As Pierre Bergé, partner of the great designer, prepares to auction their art collection, he reveals YSL's struggle with depression



By Celia Walden
Last Updated: 9:14PM GMT 29 Jan 2009

Partners for 50 years: the late Yves Saint Laurent with Pierre Berge Photo: John Van Hasselt/CORBIS SYGMA


There are few female pleasures more finely distilled than slipping on a jacket or dress made by a truly great designer. As one of the most revered stylists of the 20th century, the late Yves Saint Laurent dispersed that joy liberally and will continue to do so, through his designs, despite his death in June last year. Now, the man who spent half a century as his lover and business partner has revealed the cost of that creativity on the designer’s mental health.
“Designing made him deeply miserable,” says Pierre Bergé, who co-founded the YSL couture house with Saint Laurent in 1961. “Sadly, Yves was not built for joy. He was an unhappy person who didn’t have a taste for life. Occasionally, he was happy, but life was difficult for him. The depression ran deep.”

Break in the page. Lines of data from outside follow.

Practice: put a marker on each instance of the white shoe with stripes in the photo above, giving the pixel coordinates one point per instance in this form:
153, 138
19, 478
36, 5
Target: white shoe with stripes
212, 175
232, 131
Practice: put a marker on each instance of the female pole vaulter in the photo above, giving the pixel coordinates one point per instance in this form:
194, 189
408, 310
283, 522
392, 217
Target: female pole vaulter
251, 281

We are in Bergé’s office on the first floor of the Fondation Saint Laurent on Avenue Marceau to discuss his decision to sell off the art collection the couple spent 50 years amassing. In what is being called “the sale of the century”, 730 pieces – including Old Master drawings, Renaissance bronzes and works by Ingres, Géricault, Frans Hals, Picasso, Matisse, Braque, Léger and Mondrian – from Saint Laurent’s apartment will go under the hammer at Christie’s next month. They are expected to fetch about £240 million.

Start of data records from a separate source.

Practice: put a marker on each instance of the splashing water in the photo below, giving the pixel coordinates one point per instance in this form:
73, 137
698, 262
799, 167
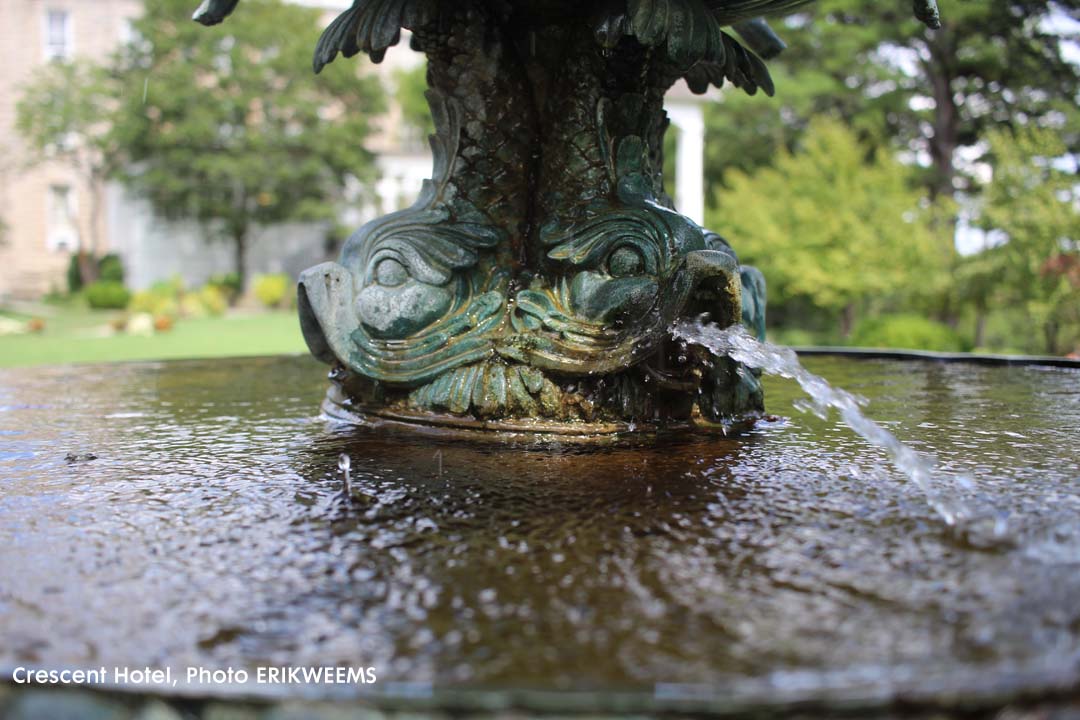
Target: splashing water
738, 343
343, 464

Bergé, a sprightly 79-year-old, shakes his head serenely when I ask whether selling the collection was a hard decision to make.

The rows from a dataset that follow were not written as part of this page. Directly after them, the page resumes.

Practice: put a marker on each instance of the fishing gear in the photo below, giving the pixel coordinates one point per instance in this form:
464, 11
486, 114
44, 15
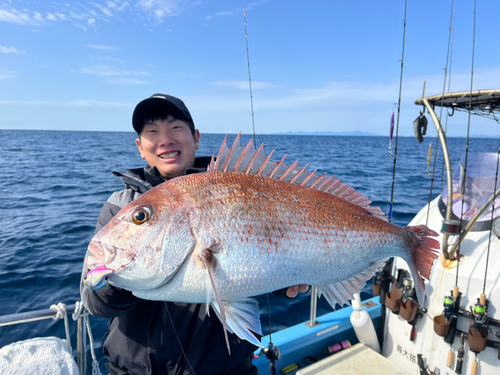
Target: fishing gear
249, 77
271, 352
398, 104
429, 160
460, 355
391, 132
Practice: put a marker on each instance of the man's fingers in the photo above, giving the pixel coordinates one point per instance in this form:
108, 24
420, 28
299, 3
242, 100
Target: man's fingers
292, 291
296, 289
303, 288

“Not at all. The second I knew that Yves was ill, condemned, I knew I would sell everything,” he says, referring to the brain cancer that eventually killed his partner. “I think that the day after the sale,” he pauses, “I will feel liberated.”
Behind Bergé – a neat, impatient figure in pin-stripes – hangs an enormous Warhol portrait of his late lover. “I did think about using the collection to create a museum,” asserts Bergé, his voice veering from stern to whimsical, “but it would have been too expensive and I am happy with my decision.”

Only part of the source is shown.